Her father A.R. Kohli was the governor of Mizoram from 2001 to 2006, and for a while, had the additional charge of Meghalaya. Vandana Kohli would be in and out of Aizawl. But even before that she has spent time in the North East—her father was the development adviser to then chief minister of Mizoram, Lal Denga. “My affinity for the North East begins way way back. There is so much of music, the people are so fashion conscious,” says Vandana, whose video of the Shillong-based Serenity Choir singing the National Anthem began going viral within two or three hours of a quiet launch on YouTube and Twitter, as India was waiting to celebrate the 70th anniversary of Independence.
Vandana has been making music for about two decades now. A few months ago, she decided to record “Jana Gana Mana” in a different way. It had to have what she calls “body harmony and perfect layering of voices”. Vandana says that both these aspects are the results of human training—no technology is involved. They have existed from the beginning of time, she says. But while it has been done aplenty, our nathional anthem had never been sung that way. She discussed it with Arjun Sen who has been involved in her music production for years. Himself from Guwahati, Arjun recommended Vandana look towards the North East. And they had begun their work on the national anthem, fusing different complementary notes and layering voices.

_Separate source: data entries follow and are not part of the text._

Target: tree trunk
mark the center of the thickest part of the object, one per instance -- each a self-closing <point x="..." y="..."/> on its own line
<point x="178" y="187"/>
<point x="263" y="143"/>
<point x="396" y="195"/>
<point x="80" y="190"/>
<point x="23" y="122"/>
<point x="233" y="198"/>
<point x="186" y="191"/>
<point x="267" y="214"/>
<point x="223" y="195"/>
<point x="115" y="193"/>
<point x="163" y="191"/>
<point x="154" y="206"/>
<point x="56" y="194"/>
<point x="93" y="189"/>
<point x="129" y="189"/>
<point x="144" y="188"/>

As Arjun sent her recordings in digital format, she wanted more harmony, more highlighting of that, more here and some layering here and more body there. The song in the making went back and forth for months, till Vandana heard something very close to what she had in mind in April. Three months later, she played it to her husband Rajat Sethi and brother Nalin Kohli. They loved what they heard! They thought it sounded beautiful yet different – meaning what Vandana calls harmony and layering. And they suggested she make a video for Independence Day.
On a visit to the University of Guwahati in July to conduct a workshop on another pet project of hers— managing anger—Vandana went over to Shillong and met up with the 15 members of Serenity. They planned the Khasi costume in a simple colour palette and decided that the video will have singers singing into the camera as much as the mike. Early this month, they shot at a studio in Guwahati and then began the editing work. The video was ready just in time for I-Day!
Vandana simply uploaded it on YouTube, tweeted it to friends and posted it on Facebook. They all shared it. By 11 am, it was being telecast repeatedly on a news channel, and a newspaper story she received on her phone said the YouTube link had been seen by 5000! The numbers went up as the video had gone viral, to her pleasant surprise. By 5 pm, Prime Minister Narendra Modi re-tweeted it and a bit later Finance Minister Arun Jaitely also tweeted it with a piece of his own on the cultural heritage of the North East. Majority of those who commented used a single word. Goosebumps. That is what the Serenity Choir's rendering of Jana Gana Mana gives viewers.